Things To Consider Before Applying for a Mortgage
Self-research will significantly help you while applying for a mortgage. With there being a pile of choices available at your doorstep, it can be overwhelming and hard to determine the best option for you. Therefore, learning about the basics like fixed-rate, FHA and VA home loans, mortgage rates, etc. will go a long way.
Carrying out in-depth research on the potential lenders will also help you in making an informed judgment. Study about the fees, points, rates, and reputation of the company before the actual application.
2. Type of Loan
There are different kinds of loans that are available, depending on the terms and conditions.
The first time you meet your lender, ensure discussing all the possible different loan options. Most of the time, even if you have qualified for a standard loan, the lender might not approve the amount that you are asking for.
Moreover, different kinds of loans come with varied sets of rules and regulations. So, having proper information about the loan that you are interested in and its eligibility will help you smoothen the process.

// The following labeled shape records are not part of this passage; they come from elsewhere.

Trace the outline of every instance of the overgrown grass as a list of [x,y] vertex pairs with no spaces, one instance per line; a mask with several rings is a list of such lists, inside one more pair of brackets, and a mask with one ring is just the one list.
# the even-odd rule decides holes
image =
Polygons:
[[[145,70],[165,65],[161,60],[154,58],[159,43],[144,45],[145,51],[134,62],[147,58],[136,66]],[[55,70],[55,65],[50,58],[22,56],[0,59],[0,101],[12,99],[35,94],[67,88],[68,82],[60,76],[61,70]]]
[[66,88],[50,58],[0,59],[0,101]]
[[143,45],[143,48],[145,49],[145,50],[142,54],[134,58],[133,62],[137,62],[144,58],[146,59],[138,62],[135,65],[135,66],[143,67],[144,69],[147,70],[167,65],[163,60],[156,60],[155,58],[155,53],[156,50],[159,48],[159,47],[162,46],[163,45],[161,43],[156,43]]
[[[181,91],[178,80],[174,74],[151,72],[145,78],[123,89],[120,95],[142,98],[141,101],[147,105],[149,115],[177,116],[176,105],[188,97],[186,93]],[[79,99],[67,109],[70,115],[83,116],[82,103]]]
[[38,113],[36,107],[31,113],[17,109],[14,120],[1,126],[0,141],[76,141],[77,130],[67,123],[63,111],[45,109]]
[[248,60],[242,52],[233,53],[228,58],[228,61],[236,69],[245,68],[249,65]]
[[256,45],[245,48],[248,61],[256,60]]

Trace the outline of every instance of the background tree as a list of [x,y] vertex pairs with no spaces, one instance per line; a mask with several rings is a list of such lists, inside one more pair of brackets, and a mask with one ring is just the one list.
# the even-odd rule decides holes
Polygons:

3. Size of the Down Payment
The amount of your down payment is also a crucial factor to determine when applying for a loan. In case you are buying a house, the more you put down, the less you will need to borrow from a lender.
A sizeable down payment also increases your chances of approval for the loan. Especially because a lesser amount of credit also means reduced risk in the eyes of the lender.

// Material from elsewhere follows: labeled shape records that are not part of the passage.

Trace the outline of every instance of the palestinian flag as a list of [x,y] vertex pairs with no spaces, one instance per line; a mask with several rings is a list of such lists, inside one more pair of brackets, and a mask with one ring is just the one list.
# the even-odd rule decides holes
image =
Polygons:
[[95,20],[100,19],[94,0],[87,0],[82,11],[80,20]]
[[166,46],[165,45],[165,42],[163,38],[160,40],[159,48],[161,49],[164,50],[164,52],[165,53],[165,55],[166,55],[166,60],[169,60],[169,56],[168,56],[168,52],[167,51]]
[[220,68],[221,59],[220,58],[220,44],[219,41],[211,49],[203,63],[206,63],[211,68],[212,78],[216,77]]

Also, it is essential that the size of the down payment is affordable. As per the industry standards, homebuyers should put down at least 20 percent of the amount of the loan.
4. Assessing Debts
Most of the lenders that you will come across will follow the 28/36 rule. This rule says that the monthly payment on your mortgage should not exceed the 28 percent mark of your gross income, and the total debt payments, like – car loans, potential mortgage, any other installments etc, should be no more than 36 percent of the income.
However, it is not a stringent rule but depends a lot on the mortgage lender that you go for. It is still a good idea to be on the safer side and assess your debts and payments beforehand to avoid any delays.
5. Employment Changes
Consistent employment history is utmost crucial while applying for a mortgage. It showcases to the lenders that you have a continuous and stable income to repay the loans. A good employment history ensures quick approval of your mortgage.

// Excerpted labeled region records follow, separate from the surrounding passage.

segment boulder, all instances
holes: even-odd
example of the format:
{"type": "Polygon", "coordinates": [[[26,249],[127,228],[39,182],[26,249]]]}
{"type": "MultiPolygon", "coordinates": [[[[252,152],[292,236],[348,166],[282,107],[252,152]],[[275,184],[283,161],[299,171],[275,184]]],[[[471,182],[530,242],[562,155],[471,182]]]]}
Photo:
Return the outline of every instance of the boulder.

Lenders often review two to three years of work history. There can be a huge range of employment situations, and your lender can clarify you based on what is acceptable.
6. The DTI
The debt-to-income ratio, which is also called DTI, makes for a pivotal factor. Before approving you for a loan, the lenders are often interested to know your existing debts. Based on your income, they make a judgment on your capacity of keeping up with all the loan payments.
Though different lenders have different requirements, mostly a DTI of more than 43 percent is discouraged. Therefore, it is advisable to pay off all the big loans beforehand and keep your DTI as low as possible.
7. Credit Score
The credit score tends to be one of the essential key factors in determining your approval of the loan. It also influences the rate of your payment to a large extent. Obtaining your credit scores is reasonably simple. There are numerously many credit card companies that offer such services.
You are required to have a high credit score. Therefore to raise it, pay off the balance (if any). Other than this, avoid taking any new loans, opening accounts or engaging in any activity that will require a credit check.